自民、公明、日本維新の会の3党が高校授業料無償化に合意した。
合意文書案によると、2025年度から国公私立で年収を問わず全世帯に年11万8800円の就学支援金を支給する。
私立への支援金は26年度に所得制限をなくし、現行の年39万6千円から45万7千円に引き上げる。
維新が、私立の所得制限を撤廃した上で、上限額を引き上げるよう与党に求めていた。
無償化によって、保護者の教育費負担が減り、子どもの進学先の選択肢が広がるのはいいことだ。しかし懸念されることも多い。
無償化で私立に生徒が流れ、「公立離れ」が進む可能性がある。24年度、高校3年生の授業料を実質無償化した大阪府では、私立の志願者が過去20年で初めて3割を超え、逆に公立校の半数が定員割れした。

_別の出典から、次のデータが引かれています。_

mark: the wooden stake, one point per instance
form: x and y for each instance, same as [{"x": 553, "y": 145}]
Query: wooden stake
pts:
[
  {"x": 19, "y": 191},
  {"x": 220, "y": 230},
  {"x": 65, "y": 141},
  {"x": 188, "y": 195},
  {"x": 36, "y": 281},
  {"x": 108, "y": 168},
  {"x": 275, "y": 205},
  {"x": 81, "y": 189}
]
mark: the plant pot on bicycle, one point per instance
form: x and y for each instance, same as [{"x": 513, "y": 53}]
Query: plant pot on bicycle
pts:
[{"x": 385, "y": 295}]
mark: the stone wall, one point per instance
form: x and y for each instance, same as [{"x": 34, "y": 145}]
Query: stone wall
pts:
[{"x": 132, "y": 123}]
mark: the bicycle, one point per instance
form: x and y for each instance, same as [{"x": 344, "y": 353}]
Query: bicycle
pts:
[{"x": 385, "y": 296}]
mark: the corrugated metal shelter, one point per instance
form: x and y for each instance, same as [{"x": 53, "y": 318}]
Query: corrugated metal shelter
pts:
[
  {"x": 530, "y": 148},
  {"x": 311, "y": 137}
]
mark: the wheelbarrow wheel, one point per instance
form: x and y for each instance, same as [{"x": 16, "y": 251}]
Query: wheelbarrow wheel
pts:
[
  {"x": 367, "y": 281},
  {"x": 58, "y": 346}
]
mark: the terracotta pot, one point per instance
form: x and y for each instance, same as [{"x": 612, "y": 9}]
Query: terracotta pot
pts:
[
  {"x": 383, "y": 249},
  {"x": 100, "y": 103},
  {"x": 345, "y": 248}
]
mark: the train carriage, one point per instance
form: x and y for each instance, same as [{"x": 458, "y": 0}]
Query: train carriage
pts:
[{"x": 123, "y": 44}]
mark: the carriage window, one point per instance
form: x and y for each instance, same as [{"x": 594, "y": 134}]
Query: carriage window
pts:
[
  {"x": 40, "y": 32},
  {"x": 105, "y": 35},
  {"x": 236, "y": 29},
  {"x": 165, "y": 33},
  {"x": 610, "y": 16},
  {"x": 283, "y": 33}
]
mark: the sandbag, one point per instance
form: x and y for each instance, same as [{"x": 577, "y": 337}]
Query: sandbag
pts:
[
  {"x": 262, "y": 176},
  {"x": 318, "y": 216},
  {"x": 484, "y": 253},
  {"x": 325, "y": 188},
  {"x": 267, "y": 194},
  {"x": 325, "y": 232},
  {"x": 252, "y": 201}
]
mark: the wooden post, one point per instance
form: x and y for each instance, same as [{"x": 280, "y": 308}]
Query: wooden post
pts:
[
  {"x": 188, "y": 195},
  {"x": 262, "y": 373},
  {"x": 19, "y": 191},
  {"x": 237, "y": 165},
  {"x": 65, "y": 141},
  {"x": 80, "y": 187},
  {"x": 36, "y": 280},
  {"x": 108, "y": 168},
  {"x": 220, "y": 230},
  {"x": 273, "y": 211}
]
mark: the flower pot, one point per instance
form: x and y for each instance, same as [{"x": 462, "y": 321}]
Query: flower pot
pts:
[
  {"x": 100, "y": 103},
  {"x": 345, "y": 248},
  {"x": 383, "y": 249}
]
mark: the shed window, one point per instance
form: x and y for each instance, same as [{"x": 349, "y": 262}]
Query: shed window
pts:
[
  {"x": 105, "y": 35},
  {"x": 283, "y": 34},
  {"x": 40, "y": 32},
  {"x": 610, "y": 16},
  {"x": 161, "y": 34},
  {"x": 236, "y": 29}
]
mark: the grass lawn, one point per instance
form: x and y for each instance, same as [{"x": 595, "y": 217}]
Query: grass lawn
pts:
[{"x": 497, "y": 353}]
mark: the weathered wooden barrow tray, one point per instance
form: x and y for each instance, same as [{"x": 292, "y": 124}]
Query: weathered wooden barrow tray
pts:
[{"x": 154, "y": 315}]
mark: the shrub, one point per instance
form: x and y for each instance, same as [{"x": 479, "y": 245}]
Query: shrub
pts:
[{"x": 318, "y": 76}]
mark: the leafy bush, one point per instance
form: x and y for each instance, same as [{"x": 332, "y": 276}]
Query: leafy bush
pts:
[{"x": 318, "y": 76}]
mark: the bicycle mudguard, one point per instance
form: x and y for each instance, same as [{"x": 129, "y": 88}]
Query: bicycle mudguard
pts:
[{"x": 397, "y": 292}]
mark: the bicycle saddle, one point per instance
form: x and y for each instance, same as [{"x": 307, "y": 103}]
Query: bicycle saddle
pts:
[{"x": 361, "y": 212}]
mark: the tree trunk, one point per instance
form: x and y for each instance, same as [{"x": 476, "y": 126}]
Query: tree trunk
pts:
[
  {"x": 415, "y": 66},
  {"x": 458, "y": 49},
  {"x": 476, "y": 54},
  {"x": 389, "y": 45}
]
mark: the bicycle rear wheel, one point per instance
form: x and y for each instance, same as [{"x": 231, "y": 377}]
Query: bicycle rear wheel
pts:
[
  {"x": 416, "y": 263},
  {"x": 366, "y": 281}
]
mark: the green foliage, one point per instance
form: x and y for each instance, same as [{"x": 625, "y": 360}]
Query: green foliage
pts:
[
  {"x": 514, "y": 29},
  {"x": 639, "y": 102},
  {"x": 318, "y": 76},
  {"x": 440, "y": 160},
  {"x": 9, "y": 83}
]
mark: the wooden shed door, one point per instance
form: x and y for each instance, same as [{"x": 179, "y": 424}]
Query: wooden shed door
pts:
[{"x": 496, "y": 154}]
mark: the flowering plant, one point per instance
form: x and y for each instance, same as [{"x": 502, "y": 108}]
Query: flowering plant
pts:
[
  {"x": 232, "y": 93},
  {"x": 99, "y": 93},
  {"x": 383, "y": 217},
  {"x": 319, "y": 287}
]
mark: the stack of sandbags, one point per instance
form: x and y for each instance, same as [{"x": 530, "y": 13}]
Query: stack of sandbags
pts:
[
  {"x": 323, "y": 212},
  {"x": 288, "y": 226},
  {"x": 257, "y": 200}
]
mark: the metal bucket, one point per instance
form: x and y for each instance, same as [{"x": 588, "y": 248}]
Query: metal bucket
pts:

授業料が補助されることで私立の「便乗値上げ」の恐れも指摘される。
また支援は高所得者世帯にも及ぶため、教育格差を広げかねない。
教育現場は今、さまざまな課題に直面している。長時間労働などを背景に精神疾患による教員の休職が増え、人手不足が問題になっている。不登校や貧困、ヤングケアラーなど複雑な事情を抱えた子も増加している。
子どもの教育を受ける権利を保障するために何が必要か考えたとき、私立を含めた高校無償化が優先度の高い政策なのか、疑問なしとしない。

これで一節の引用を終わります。